Felisín, emboscado tras su diminutivo, constituía en Pedrosa algo así como el remedio universal. Era el alma de la asociación que sostenía el Teleclub y su trabajo en el ayuntamiento de Castrojeriz le mantenía siempre bien informado. Navegaba como nadie entre las olas de la documentación municipal. Además, su optimismo irracional favorecía que cualquier petición que yo le hiciera fuese acogida siempre con expectativa de éxito. Si alguien podía aportar aquella información, era él.

—No te olvides de que tenemos una partida pendiente —Félix y yo jugábamos con cierta regularidad a las damas, casi siempre con el resultado de tablas, aunque últimamente me había derrotado dos veces seguidas y yo buscaba ansioso el desquite.

—Si, sí. Pondremos las cosas en su sitio —le amenacé cortésmente.

—Por cierto, se cuenta por ahí que ayer anduvo un policía de paisano por el pueblo preguntando por vosotros…

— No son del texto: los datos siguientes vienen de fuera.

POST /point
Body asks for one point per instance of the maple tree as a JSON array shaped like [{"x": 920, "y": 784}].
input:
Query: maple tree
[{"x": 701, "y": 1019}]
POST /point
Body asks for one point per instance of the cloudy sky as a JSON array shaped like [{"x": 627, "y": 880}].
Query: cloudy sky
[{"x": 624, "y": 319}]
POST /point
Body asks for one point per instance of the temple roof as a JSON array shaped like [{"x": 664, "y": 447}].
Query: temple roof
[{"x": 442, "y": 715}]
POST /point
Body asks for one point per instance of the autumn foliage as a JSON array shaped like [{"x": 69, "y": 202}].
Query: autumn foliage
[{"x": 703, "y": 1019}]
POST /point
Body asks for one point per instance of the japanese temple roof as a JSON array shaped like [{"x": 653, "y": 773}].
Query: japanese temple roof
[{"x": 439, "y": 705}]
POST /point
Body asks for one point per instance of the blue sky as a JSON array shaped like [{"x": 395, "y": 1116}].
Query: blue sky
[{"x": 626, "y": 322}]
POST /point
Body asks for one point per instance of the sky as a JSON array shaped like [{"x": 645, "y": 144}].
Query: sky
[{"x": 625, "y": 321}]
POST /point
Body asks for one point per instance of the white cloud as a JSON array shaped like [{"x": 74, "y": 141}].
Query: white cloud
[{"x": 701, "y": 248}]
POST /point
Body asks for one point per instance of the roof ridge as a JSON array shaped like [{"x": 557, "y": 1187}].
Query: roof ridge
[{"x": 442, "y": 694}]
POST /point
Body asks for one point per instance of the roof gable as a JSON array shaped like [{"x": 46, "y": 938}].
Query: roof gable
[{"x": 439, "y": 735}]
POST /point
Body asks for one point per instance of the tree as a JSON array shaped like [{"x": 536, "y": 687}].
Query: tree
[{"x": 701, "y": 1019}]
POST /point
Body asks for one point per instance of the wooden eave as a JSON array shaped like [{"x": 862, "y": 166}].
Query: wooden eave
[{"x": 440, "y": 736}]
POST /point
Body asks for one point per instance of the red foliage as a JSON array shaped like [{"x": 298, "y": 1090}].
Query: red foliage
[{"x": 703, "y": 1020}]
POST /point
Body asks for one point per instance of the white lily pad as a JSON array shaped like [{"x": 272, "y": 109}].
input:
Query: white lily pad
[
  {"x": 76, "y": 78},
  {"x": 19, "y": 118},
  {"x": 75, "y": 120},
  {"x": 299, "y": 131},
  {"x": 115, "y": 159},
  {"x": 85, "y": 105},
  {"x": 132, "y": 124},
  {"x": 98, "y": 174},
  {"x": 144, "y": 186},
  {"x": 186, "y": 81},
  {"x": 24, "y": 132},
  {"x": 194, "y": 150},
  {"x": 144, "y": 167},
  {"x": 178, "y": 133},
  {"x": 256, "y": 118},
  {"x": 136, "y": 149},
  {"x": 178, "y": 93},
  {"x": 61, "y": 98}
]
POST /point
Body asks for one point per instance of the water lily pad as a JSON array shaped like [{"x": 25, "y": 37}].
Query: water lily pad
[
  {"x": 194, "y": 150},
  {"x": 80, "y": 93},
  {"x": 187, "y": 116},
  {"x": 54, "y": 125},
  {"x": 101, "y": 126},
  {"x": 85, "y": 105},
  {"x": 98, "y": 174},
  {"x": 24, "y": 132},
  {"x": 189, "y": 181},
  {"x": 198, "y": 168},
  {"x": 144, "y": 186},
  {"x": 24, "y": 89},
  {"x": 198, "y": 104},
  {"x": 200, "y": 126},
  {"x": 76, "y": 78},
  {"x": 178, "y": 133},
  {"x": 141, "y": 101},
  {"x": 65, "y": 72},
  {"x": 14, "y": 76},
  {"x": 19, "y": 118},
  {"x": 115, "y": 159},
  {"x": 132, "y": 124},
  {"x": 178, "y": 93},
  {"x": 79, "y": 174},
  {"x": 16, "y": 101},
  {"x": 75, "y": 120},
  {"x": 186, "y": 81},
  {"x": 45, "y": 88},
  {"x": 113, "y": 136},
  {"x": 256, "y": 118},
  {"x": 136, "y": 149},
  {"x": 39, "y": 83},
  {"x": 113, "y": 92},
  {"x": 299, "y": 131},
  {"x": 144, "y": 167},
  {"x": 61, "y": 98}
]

—Así es. Ayer y hoy. Si hubieras venido un poco antes te lo habrías encontrado aquí conmigo, debajo del plátano. Un tal Dionisio Salas, comisario de Burgos. Es sobre el tema del anciano que apareció muerto en el páramo el pasado mes de agosto. Ya sabes que Andrés me lio para subir a ver el cadáver y luego las cosas se han ido enredando un poco. 

—Bueno. En realidad, sé bastantes cosas más… Si me permites un consejo, yo no me metería donde no me llaman.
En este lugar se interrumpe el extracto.